La crítica de Monegal | Decide apostatar cansado de que le tomen el pelo

Antonio el apóstata (‘La que se avecina’).

Permítanme que hoy me desmarque de la ardiente actualidad porque acaba de ocurrir un resaltable suceso en ‘La que se avecina’. Esta teleserie –astracanada básicamente– hoy por hoy es lo que todavía le queda a la desballestada Tele 5 para alegrarse un poco. Es una producción elaborada tipo churro, un sistema de fabricación muy económico, que consiste en ir grabando ‘sketches’ o ‘gags’ largos, independientes entre sí, y que luego se van uniendo según la dimensión de la franja horaria en que se emite.

El humor que ahí se practica tiene ese aroma rancio, de épocas pretéritas, cuando triunfaban los sainetes para amenizar los entreactos o intermedios durante los siglos XIX y XX. La textura de los chistes y situaciones cómicas tienen ese sello casposo, típico de aquellas producciones que años atrás hacía el exventrílocuo Moreno en TVE. Pero en pleno siglo XXI a Tele 5 le funciona, y goza de una notable audiencia. El suceso de esta semana, al que me refiero, tiene un interés que a mi juicio trasciende la minúscula calidad que esta teleserie ofrece. Se trata de uno de sus protagonistas principales, Antonio Recio (Jordi Sánchez) que de pronto, abrumado, cansado de tanta desilusión, decide apostatar porque considera que a pesar de ser fiel cristiano, fervoroso creyente, el cielo no hace más que decepcionarle continuamente. Y decide irse a ver al cura de Montepinar para darse de baja como católico y abrazar la apostasía inmediatamente.

Es interesantísimo lo que le contesta el mosén para persuadirle. Le dice: «Antonio, piense usted que el catolicismo le permite la entrada gratis en más de 5.000 iglesias; también servicio de misa, comunión y confesión sin ningún coste y cuantas veces quiera. Y cuando le llegue la hora de partir, tendrá igualmente gratis el confort de la extremaunción, lo que le garantiza la entrada en el cielo». ¡Ah!
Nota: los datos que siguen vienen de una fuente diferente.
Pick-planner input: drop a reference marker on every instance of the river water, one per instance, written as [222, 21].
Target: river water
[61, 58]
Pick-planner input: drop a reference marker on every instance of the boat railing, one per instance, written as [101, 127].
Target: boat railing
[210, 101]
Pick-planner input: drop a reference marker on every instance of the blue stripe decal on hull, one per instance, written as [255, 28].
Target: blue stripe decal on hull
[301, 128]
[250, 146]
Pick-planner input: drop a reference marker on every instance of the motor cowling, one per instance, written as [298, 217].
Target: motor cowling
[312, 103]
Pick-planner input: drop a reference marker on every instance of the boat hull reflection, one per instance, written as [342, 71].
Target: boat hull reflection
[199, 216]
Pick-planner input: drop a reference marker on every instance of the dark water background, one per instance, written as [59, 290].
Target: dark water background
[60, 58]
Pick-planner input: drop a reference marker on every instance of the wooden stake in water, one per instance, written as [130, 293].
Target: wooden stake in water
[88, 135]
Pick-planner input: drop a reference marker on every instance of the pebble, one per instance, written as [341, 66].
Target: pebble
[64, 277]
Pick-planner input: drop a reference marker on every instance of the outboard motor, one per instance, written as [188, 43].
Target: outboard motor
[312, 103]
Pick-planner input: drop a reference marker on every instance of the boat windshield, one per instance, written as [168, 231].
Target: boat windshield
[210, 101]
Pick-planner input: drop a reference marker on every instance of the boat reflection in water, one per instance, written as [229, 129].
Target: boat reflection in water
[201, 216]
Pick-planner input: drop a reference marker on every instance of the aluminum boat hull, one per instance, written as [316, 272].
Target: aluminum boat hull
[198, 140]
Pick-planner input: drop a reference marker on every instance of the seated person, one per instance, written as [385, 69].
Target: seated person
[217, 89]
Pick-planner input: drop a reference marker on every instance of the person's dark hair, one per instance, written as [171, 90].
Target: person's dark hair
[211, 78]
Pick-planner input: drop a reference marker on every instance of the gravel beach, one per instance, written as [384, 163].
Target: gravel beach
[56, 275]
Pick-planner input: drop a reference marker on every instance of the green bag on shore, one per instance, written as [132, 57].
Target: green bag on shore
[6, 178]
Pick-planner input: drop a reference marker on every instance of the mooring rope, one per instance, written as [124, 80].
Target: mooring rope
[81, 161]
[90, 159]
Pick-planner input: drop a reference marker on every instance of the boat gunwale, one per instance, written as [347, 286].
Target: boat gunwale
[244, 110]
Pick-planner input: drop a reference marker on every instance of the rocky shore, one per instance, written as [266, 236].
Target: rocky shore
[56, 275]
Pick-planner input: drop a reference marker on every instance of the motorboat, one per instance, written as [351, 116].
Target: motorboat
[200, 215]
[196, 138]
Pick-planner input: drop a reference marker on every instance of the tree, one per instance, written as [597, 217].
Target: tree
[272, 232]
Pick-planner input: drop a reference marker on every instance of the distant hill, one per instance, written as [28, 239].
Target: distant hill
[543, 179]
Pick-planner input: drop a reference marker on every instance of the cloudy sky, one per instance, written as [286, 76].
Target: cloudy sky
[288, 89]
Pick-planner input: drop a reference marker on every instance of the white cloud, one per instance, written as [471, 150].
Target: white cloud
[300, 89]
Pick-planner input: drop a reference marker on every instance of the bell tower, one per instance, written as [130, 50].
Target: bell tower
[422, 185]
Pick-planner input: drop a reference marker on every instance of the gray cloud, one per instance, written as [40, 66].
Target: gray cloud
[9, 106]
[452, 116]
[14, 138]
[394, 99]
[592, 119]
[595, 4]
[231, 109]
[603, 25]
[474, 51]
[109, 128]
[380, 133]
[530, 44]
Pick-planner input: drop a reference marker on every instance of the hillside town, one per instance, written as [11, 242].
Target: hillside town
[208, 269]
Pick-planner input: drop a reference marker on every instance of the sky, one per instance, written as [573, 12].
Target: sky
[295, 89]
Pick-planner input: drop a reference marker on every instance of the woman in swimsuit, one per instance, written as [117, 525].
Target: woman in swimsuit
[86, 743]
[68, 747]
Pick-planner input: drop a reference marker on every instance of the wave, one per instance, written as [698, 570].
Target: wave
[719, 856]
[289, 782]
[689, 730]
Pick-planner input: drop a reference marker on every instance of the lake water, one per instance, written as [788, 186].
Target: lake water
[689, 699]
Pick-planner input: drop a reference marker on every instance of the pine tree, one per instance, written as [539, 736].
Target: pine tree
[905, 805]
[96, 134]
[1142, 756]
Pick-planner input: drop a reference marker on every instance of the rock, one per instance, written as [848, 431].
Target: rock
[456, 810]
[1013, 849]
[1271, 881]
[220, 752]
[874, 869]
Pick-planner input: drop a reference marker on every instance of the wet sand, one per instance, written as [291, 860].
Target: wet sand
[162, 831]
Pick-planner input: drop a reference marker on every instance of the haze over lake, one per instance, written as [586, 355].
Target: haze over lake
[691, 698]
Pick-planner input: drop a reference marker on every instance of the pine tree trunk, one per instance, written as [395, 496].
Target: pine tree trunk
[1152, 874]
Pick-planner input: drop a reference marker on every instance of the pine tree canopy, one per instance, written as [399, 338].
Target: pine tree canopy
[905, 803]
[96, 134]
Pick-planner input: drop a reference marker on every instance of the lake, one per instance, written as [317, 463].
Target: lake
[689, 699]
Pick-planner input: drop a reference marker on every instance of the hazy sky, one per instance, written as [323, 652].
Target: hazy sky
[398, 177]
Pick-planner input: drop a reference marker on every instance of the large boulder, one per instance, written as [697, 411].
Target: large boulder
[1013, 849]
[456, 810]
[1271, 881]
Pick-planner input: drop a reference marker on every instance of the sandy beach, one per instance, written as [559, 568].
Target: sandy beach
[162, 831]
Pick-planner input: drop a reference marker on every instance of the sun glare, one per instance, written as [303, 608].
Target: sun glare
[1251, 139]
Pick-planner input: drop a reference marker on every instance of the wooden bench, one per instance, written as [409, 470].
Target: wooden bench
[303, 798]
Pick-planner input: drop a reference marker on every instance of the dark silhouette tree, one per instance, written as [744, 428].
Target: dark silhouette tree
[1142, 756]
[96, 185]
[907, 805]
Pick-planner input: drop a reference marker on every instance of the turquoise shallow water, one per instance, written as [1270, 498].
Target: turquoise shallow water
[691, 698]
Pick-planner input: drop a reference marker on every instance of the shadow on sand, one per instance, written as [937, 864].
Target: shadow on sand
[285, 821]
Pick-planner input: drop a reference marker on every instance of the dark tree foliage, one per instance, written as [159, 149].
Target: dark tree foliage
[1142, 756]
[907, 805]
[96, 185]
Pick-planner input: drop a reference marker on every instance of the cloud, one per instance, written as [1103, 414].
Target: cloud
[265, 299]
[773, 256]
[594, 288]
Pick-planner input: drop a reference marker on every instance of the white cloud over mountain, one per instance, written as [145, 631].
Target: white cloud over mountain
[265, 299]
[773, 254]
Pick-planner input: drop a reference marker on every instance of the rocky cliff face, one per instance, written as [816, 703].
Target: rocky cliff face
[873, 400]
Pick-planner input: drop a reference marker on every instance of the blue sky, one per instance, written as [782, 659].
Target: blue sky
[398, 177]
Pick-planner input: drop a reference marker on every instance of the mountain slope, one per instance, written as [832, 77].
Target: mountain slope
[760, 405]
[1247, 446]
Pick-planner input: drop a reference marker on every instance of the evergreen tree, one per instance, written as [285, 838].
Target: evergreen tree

Qué desesperación la del mosén. Qué esfuerzo, cuánto empeño, por retener a la oveja.

El problema de un pastor es quedarse sin rebaño, efectivamente. Entonces ya no es un pastor, es la mueca inútil de una sombra plantada sin sentido en el monte. Es como un ‘pal de paller’, sin ‘paller’. Es curioso, ni en Catalunya –ni en el resto de España tampoco– no hay registro de apóstatas. No conviene que el resto del rebaño se entere de la cantidad de ovejas que apostatan, cansadas de que les tomen el pelo.